Methods: The study comprised 93 consecutive DCM patients with LVEF <35% and an indication for ICD (primary prevention = 37, secondary prevention = 56). Follow-up duration was 12 to 42 (median 25) months. LVEF was reassessed 5 to 13 (median 7) months after implantation and compared with baseline value at implantation. Concomitant drug therapy with ACE inhibitors and beta blockers was optimized during the same period, according to recent guidelines. All arrhythmic events were assessed by ICD memory interrogation during follow-up. Major (MaAE) and minor (MiAE) arrhythmic events were defined as appropriate shock or ATP for sustained ventricular tachyarrhythmias >200 bpm or <200 bpm respectively. Early events (before LVEF evaluation) were separated from late events (after LVEF evaluation).

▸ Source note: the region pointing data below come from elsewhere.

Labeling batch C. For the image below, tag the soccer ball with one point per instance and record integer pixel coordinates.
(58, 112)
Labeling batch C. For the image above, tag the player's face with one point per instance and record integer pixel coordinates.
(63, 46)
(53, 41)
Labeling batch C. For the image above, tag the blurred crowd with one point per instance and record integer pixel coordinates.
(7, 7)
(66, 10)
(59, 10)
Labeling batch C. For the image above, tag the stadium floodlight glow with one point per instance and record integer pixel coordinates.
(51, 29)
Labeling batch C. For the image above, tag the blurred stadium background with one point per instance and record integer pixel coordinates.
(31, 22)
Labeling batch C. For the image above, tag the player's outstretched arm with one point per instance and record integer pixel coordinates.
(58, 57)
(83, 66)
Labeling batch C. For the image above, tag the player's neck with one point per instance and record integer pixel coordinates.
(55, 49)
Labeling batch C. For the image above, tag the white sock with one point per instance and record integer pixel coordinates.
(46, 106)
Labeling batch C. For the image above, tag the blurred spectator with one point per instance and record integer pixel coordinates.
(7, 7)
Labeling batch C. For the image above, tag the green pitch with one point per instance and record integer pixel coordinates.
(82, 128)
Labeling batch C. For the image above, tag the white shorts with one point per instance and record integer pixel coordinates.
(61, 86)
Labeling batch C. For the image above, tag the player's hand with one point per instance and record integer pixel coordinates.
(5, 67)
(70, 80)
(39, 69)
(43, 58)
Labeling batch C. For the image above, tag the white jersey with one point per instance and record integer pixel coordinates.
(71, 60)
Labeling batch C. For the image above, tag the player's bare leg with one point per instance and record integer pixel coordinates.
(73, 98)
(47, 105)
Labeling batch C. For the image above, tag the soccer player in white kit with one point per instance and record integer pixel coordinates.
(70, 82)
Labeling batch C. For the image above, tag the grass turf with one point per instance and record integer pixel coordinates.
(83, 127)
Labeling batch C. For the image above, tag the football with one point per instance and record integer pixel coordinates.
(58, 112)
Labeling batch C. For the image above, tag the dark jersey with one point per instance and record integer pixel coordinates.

Results: Overall the mean LVEF increased by 7.2 % from 24.6±7% at baseline to 31.8±12% at revaluation. Two patterns were observed: 23 patients had a >14% LVEF increase (group 1) whereas 70 others had an increase <14% in LVEF (group 2). In group 1, 3 MaAE and 1 MiAE occurred in the early period but no event in the late period. In contrast, MaAE were observed in 15 and MiAE in 31 patients from group 2 during the late period. On multivariate analysis, changes in LVEF was an independent predictor of MaAE (OR=0.85; 95% CI 0.77 to 0.95; p=0.005) and MiAE (OR=0.91; 95% CI 0.84 to 0.99; p=0.02) during the late period. On multivariate analysis LVEF improvement was negatively correlated to diuretic use and QRS duration at baseline and to the absence of moderate or severe mitral regurgitation.
Conclusions: In DCM, rhythmic risk is dynamic and inversely related to the improvement in LVEF. Reverse remodelling under optimal therapy is associated with a late favourable outcome, but 17% of these patients however benefit from ICD therapy in the early period.